Noch nicht der große Wurf ist nach Einschätzung des Landesverbandes Erneuerbare Energien NRW das Gros der bislang vorliegenden Regionalpläne, mit denen zusätzliche Flächen für die künftig Windenergienutzung ausgewiesen werden sollen.

„Es ist zu begrüßen, dass die Landesregierung diese Flächenausweisungen im Laufe des Jahres 2025 sieben Jahre früher als von der Bundesregierung abgeschlossen haben will. Aber inhaltlich hapert es enorm. Es geht jetzt erst einmal rückwärts. Während der Klimawandel unbarmherzig fortschreitet, werden Genehmigungsverfahren kurz vor ihrem Abschluss zurückgestellt“,

kommentiert LEE NRW-Vorsitzender Hans-Josef Vogel.
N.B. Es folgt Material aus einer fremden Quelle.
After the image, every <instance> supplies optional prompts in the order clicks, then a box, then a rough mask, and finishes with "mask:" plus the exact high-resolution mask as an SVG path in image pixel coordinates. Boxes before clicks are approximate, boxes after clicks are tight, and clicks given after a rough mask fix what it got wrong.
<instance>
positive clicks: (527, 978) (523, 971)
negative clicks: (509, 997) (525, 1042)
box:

Das im Frühsommer beschlossene Landesplanungsgesetz hat es erstmals zugelassen, dass Bezirksregierungen Genehmigungsanträge für neue Windenergieanlagen so lange „zurückstellen“ können, bis die Regionalpläne beschlossen sind.
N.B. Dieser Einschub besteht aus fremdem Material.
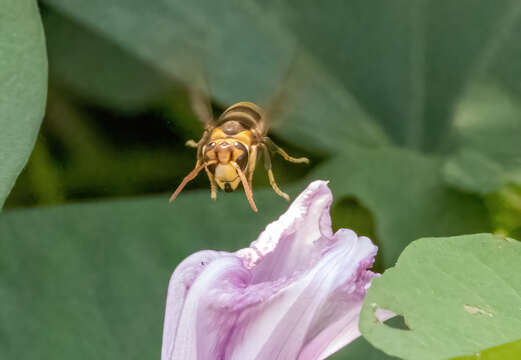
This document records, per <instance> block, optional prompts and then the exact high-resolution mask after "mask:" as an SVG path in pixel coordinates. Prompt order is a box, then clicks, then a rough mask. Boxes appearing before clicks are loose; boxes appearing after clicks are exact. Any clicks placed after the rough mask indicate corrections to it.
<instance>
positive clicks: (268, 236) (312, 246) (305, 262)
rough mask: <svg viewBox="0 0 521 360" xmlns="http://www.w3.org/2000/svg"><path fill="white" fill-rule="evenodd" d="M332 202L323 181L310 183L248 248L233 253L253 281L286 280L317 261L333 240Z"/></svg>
mask: <svg viewBox="0 0 521 360" xmlns="http://www.w3.org/2000/svg"><path fill="white" fill-rule="evenodd" d="M332 202H333V196H332V194H331V191H330V190H329V188H328V187H327V181H320V180H319V181H314V182H312V183H311V184H310V185H309V186H308V187H307V188H306V190H304V191H303V192H302V193H301V194H300V195H299V196H298V197H297V198H296V199H295V201H294V202H293V203H292V204H291V206H290V207H289V209H288V210H287V211H286V213H284V214H283V215H282V216H281V217H280V218H279V219H278V220H276V221H274V222H273V223H271V224H269V225H268V226H267V227H266V229H265V230H264V231H263V232H262V233H261V234H260V236H259V238H258V239H257V240H256V241H254V242H253V243H252V244H251V245H250V247H249V248H246V249H242V250H239V251H238V252H237V253H236V254H237V255H238V256H239V257H241V258H242V259H243V261H244V264H245V266H246V267H248V268H251V269H252V271H253V276H254V280H253V281H254V282H262V281H270V280H274V279H277V278H282V277H289V276H292V275H293V274H294V273H295V272H296V271H301V270H305V269H307V268H309V267H310V266H311V265H312V264H314V263H315V262H316V261H318V259H319V258H320V256H321V252H322V250H323V249H324V248H325V247H326V246H327V244H328V243H329V241H330V240H331V238H332V237H333V233H332V231H331V217H330V216H329V208H330V206H331V203H332Z"/></svg>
Nach einer internen Umfrage des LEE NRW unten seinen Mitgliedern im Windsektor sind bereits weiter über 50 vorgesehene Windenergieanlagen mit mehr als 380 MW Leistung vor allem im Regierungsbezirk Arnsberg von diesem Bann betroffen oder erwarten meistens mit pauschaler Begründung die Aussetzung. Zur besseren Einordnung: Im vergangenen Jahr sind landesweit etwa 110 Windenergieanlagen mit einer Netto-Leistung von gut 430 MW neu in Betrieb gegangen, sprich vom letztjährigen Zubau werden über 85 Prozent nicht gebaut werden können.

„Wir hatten die Landesregierung vor dieser Rückstellungsklausel gewarnt, weil sie sich als Bumerang erweisen könnte. Genau das bewahrheitet sich jetzt, weit über 50 Rückstellungsbescheide sind über 50 Eigentore, die nicht hätten sein müssen“,

Das zuständige Landeswirtschaftsministerium hatte während des Gesetzgebungsverfahrenes mehrmals betont, nur mit wenigen Einzelfällen bei den Aussetzungen von Genehmigungen zu rechnen.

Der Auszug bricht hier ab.